Ulcers in the stomach

Your child's test shows the presence of Helicobacter pylori (H. pylori), a kind of bacterium that lives in the lining of the stomach. Many people have H. pylori in their stomachs and do not develop problems. But sometimes H. pylori causes an upset stomach or a sore (ulcer) in the stomach lining. Most stomach ulcers are caused by H. pylori. Symptoms of an ulcer include gnawing or burning pain in the belly that can last minutes or hours. Eating food or taking antacids helps relieve the pain, but the symptoms may come back after a while. Antibiotic medicine can cure an H. pylori infection.

Follow-up care is a key part of your child's treatment and safety. Be sure to make and go to all appointments, and call your doctor or nurse call line if your child is having problems. It's also a good idea to know your child's test results and keep a list of the medicines your child takes.

How can you care for your child at home?

  • If the doctor prescribed antibiotics for your child, give them as directed. Do not stop using them just because your child feels better. Your child needs to take the full course of antibiotics.
  • If your doctor prescribes other medicine, have your child take it exactly as prescribed. Call your doctor or nurse call line if you think your child is having a problem with his or her medicine. You will get more details on the specific medicine your doctor prescribes.
  • Help your child eat a healthy, balanced diet.
    • Serve smaller meals, and eat more often. Be sure your child eats at least three meals a day.
    • Avoid heavily spiced or greasy foods.
    • Avoid cola drinks, chocolate, and other foods with caffeine, which may cause an ulcer to hurt more.
  • Keep your child away from smoke. Do not smoke or let anyone else smoke around your child or in your house. Smoke slows the healing of your child's ulcer and can make an ulcer come back.
  • Make sure your child washes his or her hands after going to the washroom.
  • Do not give your child ibuprofen, aspirin, or other anti-inflammatory medicines, because they can irritate the stomach. If your child needs pain medicine, try acetaminophen (Tylenol).
  • Do not give your child two or more pain medicines at the same time unless the doctor told you to. Many pain medicines have acetaminophen, which is Tylenol. Too much acetaminophen (Tylenol) can be harmful.

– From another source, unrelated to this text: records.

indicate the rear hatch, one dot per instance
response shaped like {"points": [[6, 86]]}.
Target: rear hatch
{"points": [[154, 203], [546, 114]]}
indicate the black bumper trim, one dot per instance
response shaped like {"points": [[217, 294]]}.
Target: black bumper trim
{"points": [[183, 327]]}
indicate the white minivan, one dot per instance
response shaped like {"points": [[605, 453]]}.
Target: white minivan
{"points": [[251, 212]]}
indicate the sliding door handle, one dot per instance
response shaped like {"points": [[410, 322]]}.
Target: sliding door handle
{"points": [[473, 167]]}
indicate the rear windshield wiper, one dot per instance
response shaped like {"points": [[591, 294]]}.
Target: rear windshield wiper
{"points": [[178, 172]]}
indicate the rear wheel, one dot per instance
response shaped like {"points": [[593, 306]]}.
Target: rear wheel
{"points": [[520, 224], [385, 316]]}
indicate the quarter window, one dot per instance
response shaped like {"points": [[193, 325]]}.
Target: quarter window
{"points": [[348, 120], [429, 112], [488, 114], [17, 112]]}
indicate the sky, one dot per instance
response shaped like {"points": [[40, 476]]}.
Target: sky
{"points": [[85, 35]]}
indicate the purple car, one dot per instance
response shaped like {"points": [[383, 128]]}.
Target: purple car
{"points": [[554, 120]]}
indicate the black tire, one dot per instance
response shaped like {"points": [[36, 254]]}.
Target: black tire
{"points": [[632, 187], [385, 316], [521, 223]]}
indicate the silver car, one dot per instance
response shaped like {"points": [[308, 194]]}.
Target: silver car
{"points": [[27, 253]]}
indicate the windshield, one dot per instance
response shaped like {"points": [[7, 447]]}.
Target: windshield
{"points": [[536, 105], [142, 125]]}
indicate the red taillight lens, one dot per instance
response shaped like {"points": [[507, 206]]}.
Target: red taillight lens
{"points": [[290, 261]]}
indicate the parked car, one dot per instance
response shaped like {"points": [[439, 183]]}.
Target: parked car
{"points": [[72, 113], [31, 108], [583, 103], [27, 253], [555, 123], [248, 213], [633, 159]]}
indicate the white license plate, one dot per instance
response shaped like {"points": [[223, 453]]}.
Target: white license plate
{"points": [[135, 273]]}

When should you call for help?

Call 911 anytime you think your child may need emergency care. For example, call if:

  • Your child has sudden, severe, steady belly pain or vomiting.
  • Your child passes maroon or very bloody stools.
  • Your child passes out (loses consciousness).
  • Your child vomits blood or what looks like coffee grounds.

Watch closely for changes in your child's health, and be sure to contact your doctor or nurse call line if:

  • Your child loses weight for no reason that you know.
  • Your child often has nausea or vomiting after meals.
  • Your child often feels dizzy or light-headed.
  • Your child has pain that wakes him or her up.
  • Your child has pain when swallowing, or it is hard to swallow.